Sous Hollande, l'instabilité gouvernementale est digne de la IVe République
La liste complète des membres du gouvernement de Manuel Valls
Voici la liste des membres du nouveau gouvernement du Premier ministre Manuel Valls, après le remaniement annoncé jeudi par l'Elysée :
18 ministres
- Affaires étrangères et développement international: Jean-Marc Ayrault
- Environnement, énergie et mer, chargée des relations internationales sur le climat: Ségolène Royal (n°2,  l'ex-concubine est mortifiée !)
- Education nationale, enseignement supérieur et recherche: Najat Vallaud-Belkacem
- Finances et comptes publics : Michel Sapin
- Affaires sociales et santé: Marisol Touraine
- Défense: Jean-Yves Le Drian
- Garde des sceaux, ministre de la justice: Jean-Jacques Urvoas
- Travail, emploi, formation professionnelle et dialogue social: Myriam El Khomri (conservée pour sa compétence ?)

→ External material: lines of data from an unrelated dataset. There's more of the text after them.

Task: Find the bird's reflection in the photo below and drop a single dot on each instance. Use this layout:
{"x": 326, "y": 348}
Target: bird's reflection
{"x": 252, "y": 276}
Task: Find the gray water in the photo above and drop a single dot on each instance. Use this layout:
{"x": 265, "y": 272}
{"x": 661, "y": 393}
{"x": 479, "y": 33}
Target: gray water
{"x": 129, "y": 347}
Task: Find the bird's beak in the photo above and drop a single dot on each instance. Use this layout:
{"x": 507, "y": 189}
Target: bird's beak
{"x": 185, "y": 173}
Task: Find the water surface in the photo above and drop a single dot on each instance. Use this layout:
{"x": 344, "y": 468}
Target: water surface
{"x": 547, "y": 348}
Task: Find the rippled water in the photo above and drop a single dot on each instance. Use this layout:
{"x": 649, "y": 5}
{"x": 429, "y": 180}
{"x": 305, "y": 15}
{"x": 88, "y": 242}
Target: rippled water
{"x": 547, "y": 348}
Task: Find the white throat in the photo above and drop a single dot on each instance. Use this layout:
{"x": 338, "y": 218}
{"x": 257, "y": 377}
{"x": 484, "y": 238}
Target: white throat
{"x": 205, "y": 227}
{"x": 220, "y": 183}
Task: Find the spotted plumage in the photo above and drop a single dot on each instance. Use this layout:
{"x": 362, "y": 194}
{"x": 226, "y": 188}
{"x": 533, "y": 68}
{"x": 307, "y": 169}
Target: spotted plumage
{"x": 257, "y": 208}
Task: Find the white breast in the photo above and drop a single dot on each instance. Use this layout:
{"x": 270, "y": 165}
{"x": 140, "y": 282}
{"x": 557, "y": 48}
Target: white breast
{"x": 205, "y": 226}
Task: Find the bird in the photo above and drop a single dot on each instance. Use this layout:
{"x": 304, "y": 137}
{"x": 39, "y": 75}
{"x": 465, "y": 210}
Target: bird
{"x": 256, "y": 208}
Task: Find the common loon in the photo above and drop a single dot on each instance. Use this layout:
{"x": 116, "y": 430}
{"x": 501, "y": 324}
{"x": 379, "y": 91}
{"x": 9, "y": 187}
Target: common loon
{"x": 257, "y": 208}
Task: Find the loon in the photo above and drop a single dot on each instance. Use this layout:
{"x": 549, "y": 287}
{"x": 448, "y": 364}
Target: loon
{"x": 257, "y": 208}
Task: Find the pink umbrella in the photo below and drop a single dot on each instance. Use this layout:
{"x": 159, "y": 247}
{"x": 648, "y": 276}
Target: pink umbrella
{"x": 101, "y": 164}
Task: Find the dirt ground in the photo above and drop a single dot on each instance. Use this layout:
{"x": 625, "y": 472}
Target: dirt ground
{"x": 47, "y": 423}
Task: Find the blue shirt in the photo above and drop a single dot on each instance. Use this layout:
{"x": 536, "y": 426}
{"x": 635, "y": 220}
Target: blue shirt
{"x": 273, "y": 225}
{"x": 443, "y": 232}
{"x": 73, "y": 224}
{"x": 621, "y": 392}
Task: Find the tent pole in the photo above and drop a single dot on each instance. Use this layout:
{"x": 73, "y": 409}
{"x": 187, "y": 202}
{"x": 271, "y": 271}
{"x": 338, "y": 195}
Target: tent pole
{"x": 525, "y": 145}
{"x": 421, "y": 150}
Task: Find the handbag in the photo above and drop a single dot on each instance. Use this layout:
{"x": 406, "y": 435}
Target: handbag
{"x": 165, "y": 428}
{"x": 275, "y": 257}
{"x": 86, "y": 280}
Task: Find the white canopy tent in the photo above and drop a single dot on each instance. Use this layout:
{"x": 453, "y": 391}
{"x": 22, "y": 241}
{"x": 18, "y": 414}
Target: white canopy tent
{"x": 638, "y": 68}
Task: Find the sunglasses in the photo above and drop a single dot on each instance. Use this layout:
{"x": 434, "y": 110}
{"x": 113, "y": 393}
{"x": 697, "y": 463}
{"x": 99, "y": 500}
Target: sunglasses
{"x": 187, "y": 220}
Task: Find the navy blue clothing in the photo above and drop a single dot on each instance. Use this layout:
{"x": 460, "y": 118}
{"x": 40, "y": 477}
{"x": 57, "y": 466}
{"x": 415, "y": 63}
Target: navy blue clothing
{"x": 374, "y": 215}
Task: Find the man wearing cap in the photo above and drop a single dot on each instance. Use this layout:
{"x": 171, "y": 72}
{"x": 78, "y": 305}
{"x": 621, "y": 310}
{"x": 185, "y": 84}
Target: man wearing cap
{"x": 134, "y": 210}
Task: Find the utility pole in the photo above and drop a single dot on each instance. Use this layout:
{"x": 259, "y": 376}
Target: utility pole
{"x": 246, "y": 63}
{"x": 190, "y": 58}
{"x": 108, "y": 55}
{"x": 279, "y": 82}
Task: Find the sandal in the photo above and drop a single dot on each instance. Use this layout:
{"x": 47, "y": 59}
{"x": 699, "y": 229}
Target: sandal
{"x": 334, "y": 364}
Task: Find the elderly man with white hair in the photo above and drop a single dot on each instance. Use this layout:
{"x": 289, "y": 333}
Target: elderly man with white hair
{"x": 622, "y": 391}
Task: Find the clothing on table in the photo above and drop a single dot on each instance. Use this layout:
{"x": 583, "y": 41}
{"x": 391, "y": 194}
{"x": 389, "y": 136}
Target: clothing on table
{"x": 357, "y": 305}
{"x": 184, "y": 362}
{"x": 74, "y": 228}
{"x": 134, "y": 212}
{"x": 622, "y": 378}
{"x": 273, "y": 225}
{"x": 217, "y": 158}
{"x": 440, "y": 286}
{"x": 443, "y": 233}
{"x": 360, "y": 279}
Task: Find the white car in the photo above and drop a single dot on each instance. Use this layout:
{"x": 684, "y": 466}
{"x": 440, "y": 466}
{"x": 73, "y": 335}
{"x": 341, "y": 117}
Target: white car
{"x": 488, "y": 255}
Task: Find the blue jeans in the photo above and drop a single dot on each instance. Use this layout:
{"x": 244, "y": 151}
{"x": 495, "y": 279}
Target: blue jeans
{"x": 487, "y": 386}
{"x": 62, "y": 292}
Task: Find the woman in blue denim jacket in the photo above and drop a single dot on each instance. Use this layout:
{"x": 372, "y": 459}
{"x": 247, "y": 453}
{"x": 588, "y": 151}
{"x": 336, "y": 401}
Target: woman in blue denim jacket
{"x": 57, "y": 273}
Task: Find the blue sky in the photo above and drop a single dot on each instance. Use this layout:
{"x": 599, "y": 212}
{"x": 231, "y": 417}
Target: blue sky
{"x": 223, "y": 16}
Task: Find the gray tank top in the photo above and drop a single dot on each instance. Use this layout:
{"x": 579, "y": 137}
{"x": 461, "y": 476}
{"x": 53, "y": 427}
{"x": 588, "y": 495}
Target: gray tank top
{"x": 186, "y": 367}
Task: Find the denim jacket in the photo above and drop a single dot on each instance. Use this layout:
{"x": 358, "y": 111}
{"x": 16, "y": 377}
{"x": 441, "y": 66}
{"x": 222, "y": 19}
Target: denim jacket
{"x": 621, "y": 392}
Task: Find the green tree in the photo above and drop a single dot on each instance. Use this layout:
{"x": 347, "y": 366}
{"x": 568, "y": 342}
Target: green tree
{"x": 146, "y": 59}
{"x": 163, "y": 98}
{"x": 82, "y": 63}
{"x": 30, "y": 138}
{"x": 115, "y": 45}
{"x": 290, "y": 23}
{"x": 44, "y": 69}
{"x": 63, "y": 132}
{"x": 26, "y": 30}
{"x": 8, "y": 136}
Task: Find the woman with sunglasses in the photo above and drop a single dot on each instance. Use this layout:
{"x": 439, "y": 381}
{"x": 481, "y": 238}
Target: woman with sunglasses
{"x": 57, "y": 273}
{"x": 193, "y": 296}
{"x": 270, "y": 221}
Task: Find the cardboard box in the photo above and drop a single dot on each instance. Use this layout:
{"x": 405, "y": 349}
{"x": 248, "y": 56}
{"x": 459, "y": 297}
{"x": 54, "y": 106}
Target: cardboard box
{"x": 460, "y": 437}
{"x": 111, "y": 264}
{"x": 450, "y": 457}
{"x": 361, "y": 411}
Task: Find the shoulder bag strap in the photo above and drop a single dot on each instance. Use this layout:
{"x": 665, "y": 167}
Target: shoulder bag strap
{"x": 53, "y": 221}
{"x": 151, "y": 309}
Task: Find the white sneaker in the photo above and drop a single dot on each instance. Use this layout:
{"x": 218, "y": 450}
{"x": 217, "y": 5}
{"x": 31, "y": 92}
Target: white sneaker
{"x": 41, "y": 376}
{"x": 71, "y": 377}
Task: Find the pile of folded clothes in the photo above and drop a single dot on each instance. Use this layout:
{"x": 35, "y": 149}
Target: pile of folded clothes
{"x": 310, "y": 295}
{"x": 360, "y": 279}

- Aménagement du territoire, de la ruralité et des collectivités territoriales: Jean-Michel Baylet;
- Intérieur: Bernard Cazeneuve
- Agriculture, agroalimentaire et forêt, porte-parole du Gouvernement: Stéphane Le Foll
- Logement et habitat durable: Emmanuelle Cosse
- Economie, industrie et numérique: Emmanuel Macron
- Culture et communication: Audrey Azoulay
- Famille, enfance et droits des femmes: Laurence Rossignol
- Fonction publique: Annick Girardin
- Ville, jeunesse et sports: Patrick Kanner
- Outre-mer: George Pau-Langevin
20 secrétaires d'Etat
- Relations avec le Parlement, auprès du Premier ministre: Jean-Marie Le Guen
- Egalité réelle, auprès du Premier ministre: Ericka Bareigts
- Réforme de l'Etat et simplification, auprès du Premier ministre: Jean-Vincent Placé
- Aide aux victimes, auprès du Premier ministre: Juliette Méadel
- Affaires européennes, auprès du ministre des Affaires étrangères: Harlem Désir
- Commerce extérieur, promotion du tourisme et Français de l'étranger, auprès du ministre des Affaires étrangères: Matthias Fekl
- Développement et francophonie, auprès du ministre des Affaires étrangères: André Vallini
- Transports, mer et pêche, auprès de la ministre de l'Environnement: Alain Vidalies
- Relations internationales sur le climat, chargée de la biodiversité, auprès de la ministre de l'Environnement: Barbara Pompili
- Enseignement supérieur et recherche, auprès de la ministre de l'Education: Thierry Mandon
- Budget, auprès du ministre des finances: Christian Eckert
- Personnes handicapées et lutte contre l'exclusion, auprès de la ministre des Affaires sociales: Ségolène Neuville
- Personnes âgées et autonomie, auprès de la ministre des Affaires sociales: Pascale Boistard
- Anciens combattants et mémoire, auprès du ministre de la Défense: Jean-Marc Todeschini
- Formation professionnelle et apprentissage, auprès de la ministre du Travail: Clotilde Valter
- Collectivités territoriales, auprès du ministre de l'aménagement du territoire: Estelle Grelier
- Commerce, artisanat, consommation et économie sociale et solidaire, auprès du ministre de l'Economie: Martine Pinville
- Numérique, auprès du ministre de l'Economie: Axelle Lemaire
- Ville, auprès du ministre de la Ville: Hélène Geoffroy
- Sports, auprès du ministre de la Ville: Thierry Braillard
A 20 heures et pendant une trentaine de minutes, François Hollande répondra aux questions de Gilles Bouleau (TF1) et David Pujadas (France 2), soit deux chaînes nationales simultanément, et en direct de l'Elysée - ce qu'il avait promis de ne pas renouveler. Pour nous vanter l'instabilité gouvernementale de son quinquennat sur le modèle de la IVe République, le changement promis sous la Ve.